Después de dos largos años de confinamiento, mis últimas vacaciones solas fueron a Italia, para celebrar mi 30 cumpleaños. Con toda honestidad, no puedo decir que estaba de verdad sol, ya que mis mejores amigos y mi pareja se colaron al principio y al final del viaje. Sin embargo, fue algo que hice por mí misma.
De nuevo, antes de irme, escuché “oh, eres tan valiente por viajar sola”. Una vez más, opté por ignorarlo.
Había algo diferente en esta época; ya no huía desesperada, me celebra y me premiaba. Aproveché todas las oportunidades: comí mi peso corporal en alimentos; fui a la ópera; robé el set de un chico y canté con él frente a un bar lleno de gente; aprendí a hacer pasta.
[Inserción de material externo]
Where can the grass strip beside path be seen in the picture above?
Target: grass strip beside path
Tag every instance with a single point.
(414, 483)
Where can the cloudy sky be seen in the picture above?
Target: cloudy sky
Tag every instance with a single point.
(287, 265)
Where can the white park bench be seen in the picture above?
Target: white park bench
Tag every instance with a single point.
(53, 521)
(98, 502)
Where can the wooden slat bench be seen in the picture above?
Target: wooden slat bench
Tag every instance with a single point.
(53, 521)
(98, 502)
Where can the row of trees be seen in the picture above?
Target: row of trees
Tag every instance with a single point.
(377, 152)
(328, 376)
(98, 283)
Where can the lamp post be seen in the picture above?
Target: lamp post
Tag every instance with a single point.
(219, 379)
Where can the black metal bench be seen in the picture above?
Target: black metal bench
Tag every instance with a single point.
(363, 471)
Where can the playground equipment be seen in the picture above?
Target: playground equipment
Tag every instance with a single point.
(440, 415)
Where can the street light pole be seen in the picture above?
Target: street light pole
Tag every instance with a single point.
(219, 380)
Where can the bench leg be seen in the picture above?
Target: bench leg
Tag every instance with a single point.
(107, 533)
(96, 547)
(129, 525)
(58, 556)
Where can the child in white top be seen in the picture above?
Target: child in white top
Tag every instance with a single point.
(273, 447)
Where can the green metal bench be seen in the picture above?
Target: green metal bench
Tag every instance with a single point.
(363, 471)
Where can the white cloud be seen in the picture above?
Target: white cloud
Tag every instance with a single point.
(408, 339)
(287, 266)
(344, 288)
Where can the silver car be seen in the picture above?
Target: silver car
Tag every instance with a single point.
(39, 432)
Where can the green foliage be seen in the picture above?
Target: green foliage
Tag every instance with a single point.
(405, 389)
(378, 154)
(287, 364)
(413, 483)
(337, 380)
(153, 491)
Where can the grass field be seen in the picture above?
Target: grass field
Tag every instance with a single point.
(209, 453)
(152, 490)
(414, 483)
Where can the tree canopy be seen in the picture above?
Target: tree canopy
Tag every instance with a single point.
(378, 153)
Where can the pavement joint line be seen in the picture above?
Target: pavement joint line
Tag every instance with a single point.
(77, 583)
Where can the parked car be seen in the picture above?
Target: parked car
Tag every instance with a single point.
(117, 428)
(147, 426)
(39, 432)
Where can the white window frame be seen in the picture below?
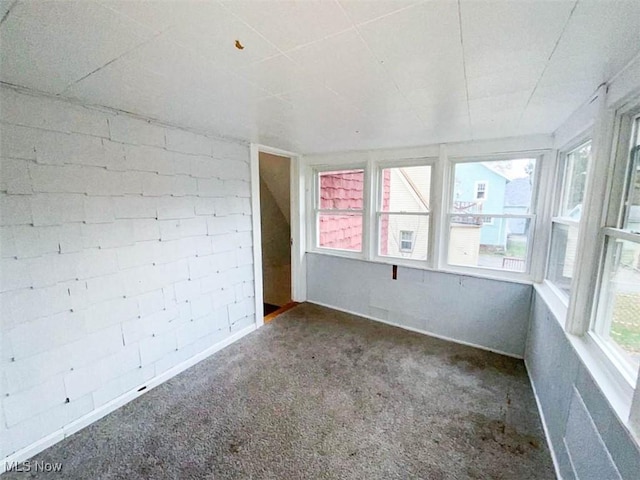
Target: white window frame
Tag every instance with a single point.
(431, 215)
(615, 211)
(534, 218)
(410, 241)
(484, 190)
(314, 231)
(560, 183)
(609, 154)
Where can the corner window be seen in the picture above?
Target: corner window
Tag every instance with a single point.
(616, 321)
(339, 207)
(481, 190)
(491, 231)
(404, 212)
(565, 228)
(406, 241)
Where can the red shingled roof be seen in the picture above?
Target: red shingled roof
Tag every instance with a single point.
(345, 191)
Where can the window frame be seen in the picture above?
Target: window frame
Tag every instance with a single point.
(484, 190)
(410, 241)
(534, 217)
(611, 140)
(614, 211)
(377, 211)
(559, 185)
(316, 211)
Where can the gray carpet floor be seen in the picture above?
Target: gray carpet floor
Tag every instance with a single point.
(318, 394)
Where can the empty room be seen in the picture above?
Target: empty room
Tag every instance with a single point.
(320, 239)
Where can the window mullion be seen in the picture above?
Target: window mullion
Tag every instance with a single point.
(588, 246)
(369, 241)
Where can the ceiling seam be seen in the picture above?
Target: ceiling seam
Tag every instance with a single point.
(464, 68)
(381, 63)
(553, 51)
(124, 54)
(366, 22)
(119, 111)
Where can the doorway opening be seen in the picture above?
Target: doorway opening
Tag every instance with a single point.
(275, 224)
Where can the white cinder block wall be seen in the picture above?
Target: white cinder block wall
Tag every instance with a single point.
(126, 249)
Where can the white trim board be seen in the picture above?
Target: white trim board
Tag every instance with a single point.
(95, 415)
(547, 437)
(417, 330)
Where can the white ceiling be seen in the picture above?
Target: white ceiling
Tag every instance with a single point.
(326, 75)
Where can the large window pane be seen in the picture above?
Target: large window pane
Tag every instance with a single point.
(618, 316)
(403, 236)
(341, 190)
(564, 242)
(575, 180)
(406, 189)
(340, 231)
(493, 187)
(489, 242)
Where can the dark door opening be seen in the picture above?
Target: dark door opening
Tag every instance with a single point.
(275, 221)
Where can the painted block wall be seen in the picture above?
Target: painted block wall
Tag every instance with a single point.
(487, 313)
(587, 438)
(126, 249)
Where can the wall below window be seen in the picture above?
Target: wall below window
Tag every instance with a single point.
(490, 314)
(126, 252)
(587, 438)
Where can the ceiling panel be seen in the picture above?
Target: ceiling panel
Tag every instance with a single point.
(278, 74)
(161, 15)
(507, 35)
(361, 11)
(50, 45)
(424, 31)
(326, 75)
(291, 24)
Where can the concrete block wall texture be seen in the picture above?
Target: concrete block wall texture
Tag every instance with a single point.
(126, 249)
(587, 438)
(486, 313)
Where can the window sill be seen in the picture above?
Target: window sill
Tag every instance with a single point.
(419, 265)
(609, 380)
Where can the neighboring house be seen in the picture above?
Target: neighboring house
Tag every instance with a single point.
(493, 193)
(479, 189)
(405, 190)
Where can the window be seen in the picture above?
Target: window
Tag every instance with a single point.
(403, 212)
(572, 177)
(493, 231)
(339, 206)
(481, 190)
(406, 241)
(616, 323)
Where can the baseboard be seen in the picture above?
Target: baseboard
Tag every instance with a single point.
(417, 330)
(547, 437)
(44, 443)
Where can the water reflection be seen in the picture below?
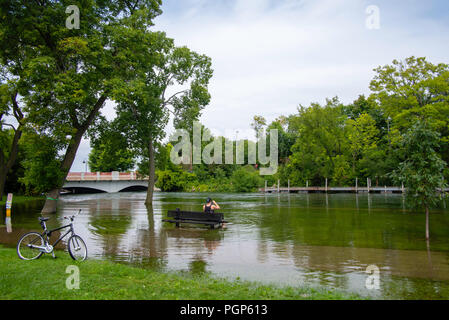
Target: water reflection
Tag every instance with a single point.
(304, 239)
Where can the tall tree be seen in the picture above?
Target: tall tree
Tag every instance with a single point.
(145, 104)
(415, 89)
(110, 149)
(67, 74)
(258, 124)
(10, 134)
(422, 169)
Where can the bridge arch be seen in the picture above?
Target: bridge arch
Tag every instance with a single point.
(135, 188)
(83, 190)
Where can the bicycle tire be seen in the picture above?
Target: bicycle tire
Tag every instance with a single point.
(22, 251)
(75, 244)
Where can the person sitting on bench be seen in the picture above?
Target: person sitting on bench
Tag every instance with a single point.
(210, 206)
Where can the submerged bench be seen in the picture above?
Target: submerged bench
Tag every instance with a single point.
(214, 220)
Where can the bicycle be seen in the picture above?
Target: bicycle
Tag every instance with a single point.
(33, 245)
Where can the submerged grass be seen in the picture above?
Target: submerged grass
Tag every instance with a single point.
(45, 279)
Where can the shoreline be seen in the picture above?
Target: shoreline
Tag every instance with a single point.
(46, 278)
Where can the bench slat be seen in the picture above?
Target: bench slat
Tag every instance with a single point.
(200, 216)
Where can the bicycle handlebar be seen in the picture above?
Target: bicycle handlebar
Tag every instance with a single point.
(73, 217)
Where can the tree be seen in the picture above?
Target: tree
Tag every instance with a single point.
(9, 137)
(422, 169)
(66, 75)
(321, 140)
(363, 139)
(110, 150)
(42, 163)
(415, 89)
(258, 124)
(145, 104)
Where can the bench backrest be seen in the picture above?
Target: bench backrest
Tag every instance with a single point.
(199, 216)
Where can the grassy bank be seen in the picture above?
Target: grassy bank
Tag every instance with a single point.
(21, 199)
(46, 279)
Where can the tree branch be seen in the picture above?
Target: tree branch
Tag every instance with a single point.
(165, 103)
(9, 125)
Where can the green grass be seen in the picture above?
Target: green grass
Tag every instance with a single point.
(21, 199)
(46, 277)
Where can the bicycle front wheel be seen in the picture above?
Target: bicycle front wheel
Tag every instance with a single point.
(77, 248)
(27, 247)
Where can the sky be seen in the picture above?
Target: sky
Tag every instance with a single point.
(270, 56)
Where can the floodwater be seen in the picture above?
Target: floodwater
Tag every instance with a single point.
(298, 239)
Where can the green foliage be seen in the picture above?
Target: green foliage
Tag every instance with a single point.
(415, 89)
(110, 150)
(422, 169)
(41, 164)
(246, 179)
(105, 280)
(174, 181)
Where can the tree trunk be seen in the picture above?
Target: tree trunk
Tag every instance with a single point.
(2, 183)
(6, 166)
(152, 173)
(53, 196)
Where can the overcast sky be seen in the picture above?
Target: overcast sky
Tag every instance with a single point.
(269, 56)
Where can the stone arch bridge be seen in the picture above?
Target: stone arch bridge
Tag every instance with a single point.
(109, 182)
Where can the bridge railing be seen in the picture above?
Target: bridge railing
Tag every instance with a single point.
(104, 176)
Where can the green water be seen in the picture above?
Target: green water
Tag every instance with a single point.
(297, 239)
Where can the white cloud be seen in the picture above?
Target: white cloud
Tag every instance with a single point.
(270, 56)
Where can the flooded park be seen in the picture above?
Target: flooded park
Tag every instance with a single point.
(310, 240)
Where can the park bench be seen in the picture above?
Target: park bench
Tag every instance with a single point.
(213, 220)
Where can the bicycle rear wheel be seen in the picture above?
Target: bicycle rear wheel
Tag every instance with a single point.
(77, 248)
(26, 247)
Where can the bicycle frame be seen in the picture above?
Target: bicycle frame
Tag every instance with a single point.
(48, 233)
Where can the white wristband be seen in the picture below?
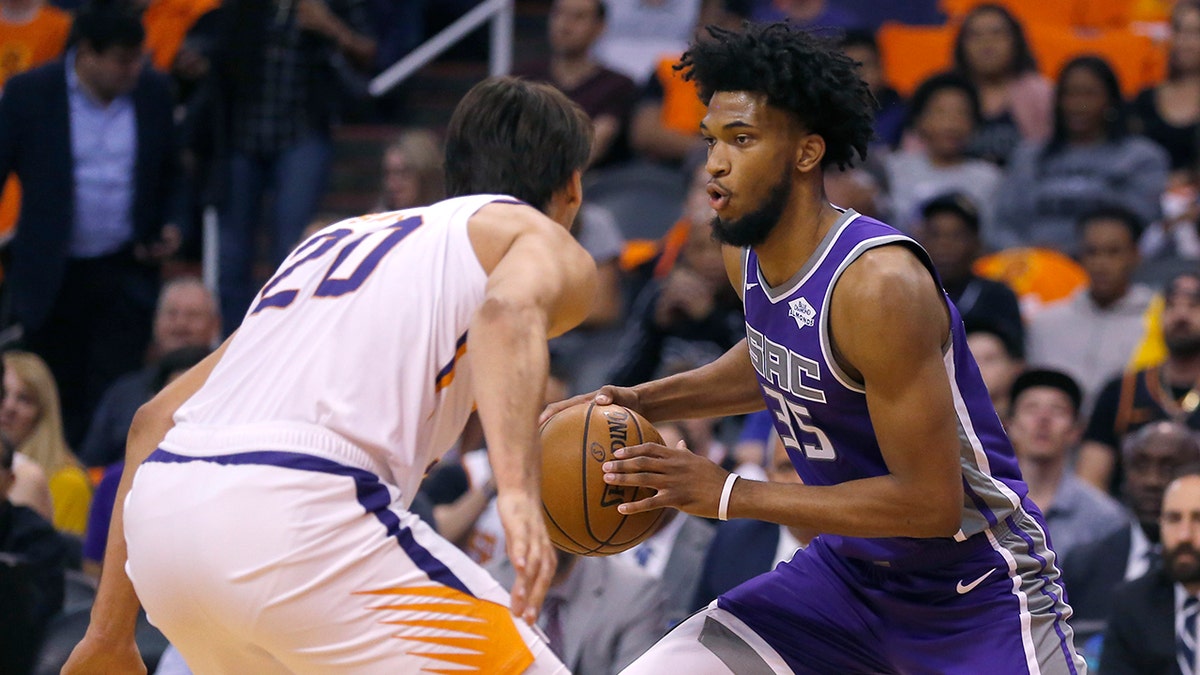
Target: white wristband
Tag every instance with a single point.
(723, 511)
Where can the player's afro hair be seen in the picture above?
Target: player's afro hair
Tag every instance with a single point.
(796, 71)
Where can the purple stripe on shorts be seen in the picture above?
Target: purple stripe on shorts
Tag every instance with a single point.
(370, 491)
(1045, 589)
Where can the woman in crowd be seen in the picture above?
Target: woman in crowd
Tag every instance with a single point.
(31, 418)
(1090, 161)
(942, 115)
(412, 171)
(993, 53)
(1169, 114)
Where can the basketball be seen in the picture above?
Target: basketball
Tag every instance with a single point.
(579, 506)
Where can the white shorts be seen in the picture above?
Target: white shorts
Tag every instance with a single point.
(282, 562)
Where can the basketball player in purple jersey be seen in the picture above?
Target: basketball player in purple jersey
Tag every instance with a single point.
(930, 557)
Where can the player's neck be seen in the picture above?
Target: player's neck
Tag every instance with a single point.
(807, 219)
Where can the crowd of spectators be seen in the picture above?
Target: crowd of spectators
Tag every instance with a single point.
(1061, 210)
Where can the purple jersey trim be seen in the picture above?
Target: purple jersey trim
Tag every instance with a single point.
(371, 493)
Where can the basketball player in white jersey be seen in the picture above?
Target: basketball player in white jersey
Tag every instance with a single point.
(265, 524)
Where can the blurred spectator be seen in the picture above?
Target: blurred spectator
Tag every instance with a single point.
(399, 29)
(599, 615)
(30, 418)
(999, 358)
(676, 551)
(1089, 161)
(1092, 335)
(949, 232)
(606, 96)
(693, 315)
(31, 574)
(172, 364)
(743, 549)
(277, 91)
(1153, 625)
(1152, 455)
(1015, 101)
(84, 272)
(862, 47)
(1169, 390)
(1169, 114)
(1044, 426)
(412, 171)
(586, 352)
(820, 16)
(187, 316)
(31, 34)
(1176, 236)
(641, 31)
(942, 114)
(666, 118)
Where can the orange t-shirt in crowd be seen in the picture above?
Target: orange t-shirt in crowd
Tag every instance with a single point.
(1038, 276)
(682, 108)
(167, 23)
(23, 47)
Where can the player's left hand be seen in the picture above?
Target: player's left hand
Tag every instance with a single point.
(682, 478)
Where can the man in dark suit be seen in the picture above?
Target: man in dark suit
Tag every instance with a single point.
(91, 139)
(1153, 625)
(1152, 455)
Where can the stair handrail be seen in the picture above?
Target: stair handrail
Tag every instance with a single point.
(499, 59)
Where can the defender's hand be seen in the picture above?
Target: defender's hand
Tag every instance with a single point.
(529, 550)
(682, 479)
(603, 396)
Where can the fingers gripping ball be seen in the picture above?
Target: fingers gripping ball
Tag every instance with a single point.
(580, 507)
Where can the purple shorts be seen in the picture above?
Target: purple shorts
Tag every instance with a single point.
(990, 604)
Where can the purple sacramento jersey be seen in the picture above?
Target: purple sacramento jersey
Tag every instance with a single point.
(985, 601)
(821, 412)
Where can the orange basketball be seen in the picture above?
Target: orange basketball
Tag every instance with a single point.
(580, 507)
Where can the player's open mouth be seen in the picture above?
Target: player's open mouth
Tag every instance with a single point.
(718, 196)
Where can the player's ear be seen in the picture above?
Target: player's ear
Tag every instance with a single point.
(809, 153)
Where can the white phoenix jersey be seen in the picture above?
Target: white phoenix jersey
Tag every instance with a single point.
(354, 351)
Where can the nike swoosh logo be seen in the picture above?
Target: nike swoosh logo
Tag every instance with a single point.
(963, 589)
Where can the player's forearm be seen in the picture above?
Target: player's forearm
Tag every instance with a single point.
(870, 507)
(508, 346)
(724, 387)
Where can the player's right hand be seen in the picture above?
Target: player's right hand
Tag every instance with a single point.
(96, 656)
(603, 396)
(529, 551)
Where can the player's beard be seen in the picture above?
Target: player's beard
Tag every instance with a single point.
(1182, 563)
(753, 228)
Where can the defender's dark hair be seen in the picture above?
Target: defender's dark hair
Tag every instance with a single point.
(514, 137)
(937, 83)
(798, 72)
(1023, 57)
(107, 23)
(1128, 219)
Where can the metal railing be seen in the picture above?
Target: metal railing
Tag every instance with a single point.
(499, 61)
(498, 12)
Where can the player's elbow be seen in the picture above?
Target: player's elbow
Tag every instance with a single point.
(942, 515)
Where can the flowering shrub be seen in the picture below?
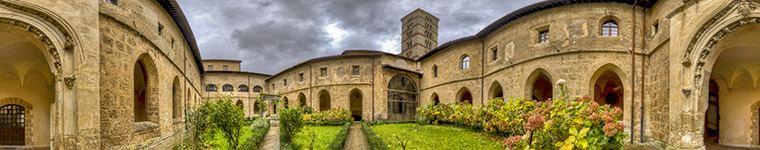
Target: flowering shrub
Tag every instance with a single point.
(561, 123)
(330, 115)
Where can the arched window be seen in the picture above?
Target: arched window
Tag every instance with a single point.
(466, 62)
(227, 88)
(210, 88)
(12, 125)
(609, 28)
(435, 71)
(243, 88)
(141, 92)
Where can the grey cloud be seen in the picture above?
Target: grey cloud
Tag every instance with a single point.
(271, 35)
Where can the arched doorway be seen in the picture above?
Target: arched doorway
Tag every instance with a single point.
(402, 98)
(239, 104)
(733, 65)
(464, 96)
(26, 76)
(608, 89)
(301, 99)
(495, 91)
(324, 100)
(355, 98)
(539, 85)
(435, 99)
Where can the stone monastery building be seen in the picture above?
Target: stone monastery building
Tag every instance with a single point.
(118, 74)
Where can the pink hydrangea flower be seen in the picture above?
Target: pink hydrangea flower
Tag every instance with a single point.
(512, 141)
(534, 122)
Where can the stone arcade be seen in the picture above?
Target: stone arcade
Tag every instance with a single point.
(108, 74)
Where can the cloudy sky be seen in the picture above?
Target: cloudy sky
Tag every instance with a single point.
(272, 35)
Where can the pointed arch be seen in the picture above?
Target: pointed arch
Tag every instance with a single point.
(539, 85)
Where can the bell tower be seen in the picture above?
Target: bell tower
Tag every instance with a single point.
(419, 33)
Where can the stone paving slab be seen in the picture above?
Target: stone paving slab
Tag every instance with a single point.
(355, 139)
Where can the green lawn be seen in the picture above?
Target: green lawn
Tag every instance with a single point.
(323, 136)
(433, 137)
(220, 142)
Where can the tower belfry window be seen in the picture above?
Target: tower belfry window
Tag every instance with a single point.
(609, 28)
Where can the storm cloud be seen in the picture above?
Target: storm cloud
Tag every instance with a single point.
(271, 35)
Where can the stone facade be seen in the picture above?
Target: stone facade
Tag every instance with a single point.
(661, 86)
(71, 67)
(120, 74)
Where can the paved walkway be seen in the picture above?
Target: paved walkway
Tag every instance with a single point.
(272, 140)
(355, 139)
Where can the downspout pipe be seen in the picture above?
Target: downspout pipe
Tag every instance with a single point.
(633, 66)
(643, 70)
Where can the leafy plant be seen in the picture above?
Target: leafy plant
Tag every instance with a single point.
(339, 115)
(259, 128)
(375, 142)
(227, 118)
(340, 138)
(291, 123)
(402, 141)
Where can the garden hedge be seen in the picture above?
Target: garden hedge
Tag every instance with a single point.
(375, 143)
(340, 138)
(260, 129)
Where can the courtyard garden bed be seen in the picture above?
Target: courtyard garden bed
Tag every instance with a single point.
(432, 137)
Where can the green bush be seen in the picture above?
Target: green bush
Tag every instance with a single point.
(291, 123)
(375, 142)
(340, 138)
(558, 123)
(227, 118)
(259, 129)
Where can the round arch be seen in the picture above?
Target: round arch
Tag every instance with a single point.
(324, 100)
(464, 96)
(176, 99)
(728, 31)
(539, 85)
(608, 86)
(28, 131)
(57, 40)
(301, 99)
(495, 91)
(355, 104)
(435, 99)
(402, 98)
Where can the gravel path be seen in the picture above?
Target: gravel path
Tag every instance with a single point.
(355, 139)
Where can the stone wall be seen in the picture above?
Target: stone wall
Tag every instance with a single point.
(142, 31)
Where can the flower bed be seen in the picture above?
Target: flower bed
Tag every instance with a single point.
(332, 116)
(375, 143)
(559, 123)
(259, 130)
Para mí, viajar sola no tiene nada que ver con la valentía. De hecho, tengo que ser mucho más valiente en mi vida normal. Tengo que aparentar, tengo que compartimentar y dejar de lado mis conflictos internos, solo para poder sobrevivir. Pero cuando estoy de viaje, soy la mejor versión posible de mí misma: disfruto de lo desconocido y brillo positivamente cuando me obligo a emprender estas aventuras. Aprendo que soy capaz de mucho más de lo que nunca pensé imaginable.
Es en estos momentos que me siento libre, y recuerdo lo que es sentir felicidad pura, desenfrenada. No soy valiente, estoy viva.